Der Nicht-Pelagianer-Vorwurf im August 2014
In Südkorea jedenfalls scheint man nicht recht verstanden zu haben, was Papst Franziskus mit seinem „Häresie“-Vowurf meinte. Während seiner Korea-Reise kam es am 16. August auch zu einer Begegnung mit der koreanischen Konferenz der Ordensoberen. Einem Treffen, an dem mehrere Tausend Ordensleute teilnahmen, vor denen der Papst eine Ansprache hielt. Was dort geschah berichtete am 17. August unter anderem ACIprensa, die wichtigste spanischsprachige katholische Nachrichtenagentur:
„Der Vorsitzende der Konferenz der Ordensoberen der Institute des geweihten Lebens und für die Gesellschaften apostolischen Lebens, Pater Hwang Seok-mo überbrachte Papst Franziskus das geistliche Geschenk von 3,7 Millionen Rosenkränzen und mehr als 100.000 Fastengelübden.
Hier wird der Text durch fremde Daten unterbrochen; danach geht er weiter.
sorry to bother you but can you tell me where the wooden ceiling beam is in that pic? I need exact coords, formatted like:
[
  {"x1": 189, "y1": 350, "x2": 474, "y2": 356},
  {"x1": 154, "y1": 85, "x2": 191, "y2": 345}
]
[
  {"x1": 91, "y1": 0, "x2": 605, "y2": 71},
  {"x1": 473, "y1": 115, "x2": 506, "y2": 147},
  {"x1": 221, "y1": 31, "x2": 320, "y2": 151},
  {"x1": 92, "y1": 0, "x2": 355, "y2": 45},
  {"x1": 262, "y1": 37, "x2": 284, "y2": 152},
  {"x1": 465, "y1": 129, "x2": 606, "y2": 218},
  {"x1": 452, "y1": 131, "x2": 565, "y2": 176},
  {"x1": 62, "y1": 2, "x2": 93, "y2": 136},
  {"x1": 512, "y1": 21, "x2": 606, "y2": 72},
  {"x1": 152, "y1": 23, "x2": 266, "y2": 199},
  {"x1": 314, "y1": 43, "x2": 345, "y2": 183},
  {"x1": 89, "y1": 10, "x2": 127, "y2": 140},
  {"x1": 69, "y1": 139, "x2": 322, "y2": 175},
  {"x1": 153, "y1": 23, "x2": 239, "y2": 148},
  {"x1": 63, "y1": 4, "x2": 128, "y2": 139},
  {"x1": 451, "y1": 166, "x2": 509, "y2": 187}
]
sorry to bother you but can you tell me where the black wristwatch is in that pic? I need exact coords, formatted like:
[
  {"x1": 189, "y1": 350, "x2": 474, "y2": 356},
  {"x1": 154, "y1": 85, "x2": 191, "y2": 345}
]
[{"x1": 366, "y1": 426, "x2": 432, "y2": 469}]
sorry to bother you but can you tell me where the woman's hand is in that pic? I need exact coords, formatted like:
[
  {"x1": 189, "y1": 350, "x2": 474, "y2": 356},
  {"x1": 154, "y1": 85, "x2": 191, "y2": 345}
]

‚Wir überreichen ein Geschenk, das wir für Papst Franziskus bereitet haben. Das Geschenk der Ordensmänner und Ordensfrauen ist eine geistliche Gabe: 3.708.821 Rosenkränze und 118.408 Fastenversprechen‘. Das Treffen des Heiligen Vaters mit Tausenden Ordensmännern und Ordensfrauen fand in der ‚Schule der Liebe‘ im Traning Center von Kkottongnae statt.
Der Heilige Vater dankte für diese Opfer und ermutigte sie, lebendige Vorbilder der Freude und der Barmherzigkeit Gottes zu sein, und betonte die Bedeutung der Ordensgelübde der Keuschheit, der Armut und des Gehorsam.“
Häresie oder vorbildliches „Opfer“?
„Der Heilige Vater dankte für diese Opfer?“, fragt sich Secretum meum mihi, „Hat der Papst innerhalb eines Jahres so grundlegend seine Meinung geändert, daß er sich für das, was er vor 14 Monaten „besorgt“ als Häresie verurteilte, nun bedankte? Sind diese koreanischen Ordensleute anders als jene, die zur Zeit als der Papst noch Erzbischof von Buenos Aires war, ihm als Geschenk einen geistlichen Strauß von Rosenkränzen überbrachten? ‚Warum sagen sie nicht ‚Wir beten für Sie, wir bitten…‘, aber diese Zählerei…‘, hatte der Papst damals gegenüber progressiven lateinamerikanischen Ordensvertretern gesagt. Nun bedankte sich derselbe Papst in Südkorea gegenüber den konservativen koreanischen Ordensvertretern für das, was er wenige Monate zuvor nicht nur „besorgt“ kritisiert, sondern als pelagianische Häresie bezeichnet hatte.
In Kkottongnae besuchte Papst Franziskus auch das große Behindertenzentrum von Pater John Oh, der das katholische Kirchenoberhaupt auch auf den dort errichteten Friedhof für die abgetriebenen Kinder führte.